Sunday, January 4, 2009

Music In The Raw

If you have never sat at the keyboard console and pedals of a large pipe organ and felt the beast let rip with its 64 foot bass notes and myriad cascading pipes and voices, then there is something missing in your life. In this perhaps now passing era of extreme sports it cannot quite compare with bungee jumping I suppose, but it's pretty close. In the finale of Widor's Organ Symphony Number Five for instance, you can imagine yourself not merely standing near the Niagara Falls, such is the power of the work, but actually becoming the rushing water itself.

Now the wonderful thing about this experience is that you don't necessarily have to spend twenty years learning to play this complicated instrument, you just have to sit next to someone who can. This was the shortcut method I employed when I sat next to a friend from university as he played an instrument in one of the Oxford colleges. It is true that it made me really wish I could play the organ properly, but given that my inadequate keyboard skills almost cost me my music degree, I was grateful enough for this vicarious pleasure.

The composer of the piece I mentioned, Charles-Marie Widor, born in France in 1844, was a boy prodigy of the sort one seldom hears of today. His father and grandfather were both organ builders and players, and by whatever splendid mix of nature and nurture that took place, Widor was so good that by the age of 11 he was organist at the lycee in Lyons. He then went to study composition in Brussels and became the organist at the imposing if oddly asymmetrical church of St Sulpice in Paris. He remained there for 64 years.

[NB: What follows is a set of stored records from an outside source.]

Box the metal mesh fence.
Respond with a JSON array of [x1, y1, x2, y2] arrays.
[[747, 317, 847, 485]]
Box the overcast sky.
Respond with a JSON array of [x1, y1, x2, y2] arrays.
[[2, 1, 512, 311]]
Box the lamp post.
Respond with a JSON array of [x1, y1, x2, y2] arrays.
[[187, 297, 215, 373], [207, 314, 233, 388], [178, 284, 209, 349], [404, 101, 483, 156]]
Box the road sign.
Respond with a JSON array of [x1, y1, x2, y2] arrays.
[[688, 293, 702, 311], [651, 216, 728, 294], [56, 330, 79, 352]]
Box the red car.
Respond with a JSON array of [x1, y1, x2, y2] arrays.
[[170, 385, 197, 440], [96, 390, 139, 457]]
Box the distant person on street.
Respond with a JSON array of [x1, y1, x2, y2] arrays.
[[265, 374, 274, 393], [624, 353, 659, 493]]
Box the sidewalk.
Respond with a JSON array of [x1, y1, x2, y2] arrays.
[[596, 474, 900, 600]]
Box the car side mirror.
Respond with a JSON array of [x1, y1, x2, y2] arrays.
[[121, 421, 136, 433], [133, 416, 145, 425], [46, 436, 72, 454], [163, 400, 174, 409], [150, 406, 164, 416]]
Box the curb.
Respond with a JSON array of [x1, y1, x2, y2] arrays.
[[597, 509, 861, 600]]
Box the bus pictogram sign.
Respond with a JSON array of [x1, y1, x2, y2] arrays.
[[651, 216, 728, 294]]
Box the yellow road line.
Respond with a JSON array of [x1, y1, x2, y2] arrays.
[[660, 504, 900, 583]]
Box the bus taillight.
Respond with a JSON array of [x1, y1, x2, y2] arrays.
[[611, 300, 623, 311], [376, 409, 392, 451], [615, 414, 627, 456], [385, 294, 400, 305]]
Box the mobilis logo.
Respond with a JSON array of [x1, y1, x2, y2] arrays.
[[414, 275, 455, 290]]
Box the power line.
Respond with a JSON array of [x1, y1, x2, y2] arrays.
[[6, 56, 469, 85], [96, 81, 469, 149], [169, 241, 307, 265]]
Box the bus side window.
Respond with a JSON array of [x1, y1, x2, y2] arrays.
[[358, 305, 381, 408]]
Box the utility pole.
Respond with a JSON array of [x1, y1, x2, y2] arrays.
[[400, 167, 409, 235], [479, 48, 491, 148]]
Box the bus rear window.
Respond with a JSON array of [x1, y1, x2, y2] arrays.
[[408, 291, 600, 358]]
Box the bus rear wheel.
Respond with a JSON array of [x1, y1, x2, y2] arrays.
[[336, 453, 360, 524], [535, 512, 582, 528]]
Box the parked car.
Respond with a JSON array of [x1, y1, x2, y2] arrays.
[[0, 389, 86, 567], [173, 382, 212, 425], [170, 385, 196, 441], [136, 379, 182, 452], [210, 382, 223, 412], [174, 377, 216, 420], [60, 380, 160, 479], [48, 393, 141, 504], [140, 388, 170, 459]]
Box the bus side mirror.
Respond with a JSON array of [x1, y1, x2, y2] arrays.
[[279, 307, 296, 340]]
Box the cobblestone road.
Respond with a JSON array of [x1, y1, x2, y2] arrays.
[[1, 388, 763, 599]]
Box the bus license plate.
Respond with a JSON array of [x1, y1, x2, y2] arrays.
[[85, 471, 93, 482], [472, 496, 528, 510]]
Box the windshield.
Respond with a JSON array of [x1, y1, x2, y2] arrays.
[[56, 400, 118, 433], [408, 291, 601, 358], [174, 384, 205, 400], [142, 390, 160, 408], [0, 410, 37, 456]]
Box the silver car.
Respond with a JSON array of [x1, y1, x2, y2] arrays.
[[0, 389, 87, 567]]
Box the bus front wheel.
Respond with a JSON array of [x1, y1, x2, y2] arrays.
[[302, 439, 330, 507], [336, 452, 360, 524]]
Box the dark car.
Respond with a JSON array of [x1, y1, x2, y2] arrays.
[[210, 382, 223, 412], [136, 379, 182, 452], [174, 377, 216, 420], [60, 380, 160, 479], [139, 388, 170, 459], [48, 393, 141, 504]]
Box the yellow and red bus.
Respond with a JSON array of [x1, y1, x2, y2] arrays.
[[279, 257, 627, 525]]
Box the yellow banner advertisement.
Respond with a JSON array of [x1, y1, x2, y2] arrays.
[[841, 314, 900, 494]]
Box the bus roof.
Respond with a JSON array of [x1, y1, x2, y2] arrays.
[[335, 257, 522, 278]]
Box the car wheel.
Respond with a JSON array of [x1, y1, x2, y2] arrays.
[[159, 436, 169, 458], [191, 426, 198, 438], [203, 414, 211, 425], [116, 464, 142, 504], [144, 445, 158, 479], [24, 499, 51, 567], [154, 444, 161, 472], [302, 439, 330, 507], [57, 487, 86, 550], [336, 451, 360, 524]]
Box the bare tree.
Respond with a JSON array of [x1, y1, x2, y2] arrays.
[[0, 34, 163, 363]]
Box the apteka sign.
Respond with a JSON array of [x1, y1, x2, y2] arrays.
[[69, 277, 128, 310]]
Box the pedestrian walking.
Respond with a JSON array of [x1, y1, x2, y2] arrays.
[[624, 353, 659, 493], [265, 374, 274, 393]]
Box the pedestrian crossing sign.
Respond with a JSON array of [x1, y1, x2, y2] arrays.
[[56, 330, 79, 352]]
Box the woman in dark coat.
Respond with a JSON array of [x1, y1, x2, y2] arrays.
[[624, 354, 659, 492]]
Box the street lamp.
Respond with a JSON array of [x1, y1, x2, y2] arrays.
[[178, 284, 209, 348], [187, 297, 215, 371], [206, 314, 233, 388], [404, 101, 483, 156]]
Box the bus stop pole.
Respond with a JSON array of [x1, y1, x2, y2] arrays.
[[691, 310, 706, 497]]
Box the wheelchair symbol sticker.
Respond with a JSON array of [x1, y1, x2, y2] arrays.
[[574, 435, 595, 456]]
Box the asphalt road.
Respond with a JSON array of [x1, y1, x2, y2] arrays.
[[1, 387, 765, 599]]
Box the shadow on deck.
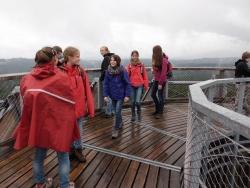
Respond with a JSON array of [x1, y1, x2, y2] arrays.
[[0, 103, 188, 188]]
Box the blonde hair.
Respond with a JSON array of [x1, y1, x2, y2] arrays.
[[101, 46, 109, 53], [242, 51, 250, 61], [63, 47, 80, 63]]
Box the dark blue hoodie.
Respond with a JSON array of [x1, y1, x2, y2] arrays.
[[103, 65, 131, 100]]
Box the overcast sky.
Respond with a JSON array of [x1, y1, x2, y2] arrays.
[[0, 0, 249, 59]]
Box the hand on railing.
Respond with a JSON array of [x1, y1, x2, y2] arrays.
[[141, 79, 154, 102], [104, 97, 109, 103], [124, 97, 129, 103], [90, 81, 97, 88]]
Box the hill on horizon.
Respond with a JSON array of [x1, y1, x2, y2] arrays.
[[0, 57, 237, 74]]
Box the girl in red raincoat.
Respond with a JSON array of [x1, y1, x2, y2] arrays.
[[127, 50, 149, 122], [60, 46, 95, 163], [13, 47, 78, 188]]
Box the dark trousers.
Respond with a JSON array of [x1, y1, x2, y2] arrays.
[[151, 81, 166, 113]]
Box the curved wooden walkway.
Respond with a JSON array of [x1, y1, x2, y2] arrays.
[[0, 103, 188, 188]]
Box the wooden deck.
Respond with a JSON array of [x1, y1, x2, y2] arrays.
[[0, 103, 188, 188]]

Today, it's relatively easy to get a recording of Widor's work, especially the fifth and most famous of his ten organ symphonies, and that is certainly a fine thing to do. But to understand the full majesty of a large organ and this piece in particular, one really has to be close to the pipes and sense the jets of roaring air being transformed into music and at times raw vibration that shakes the walls. And it's a lot safer than bungee jumping over Niagara Falls.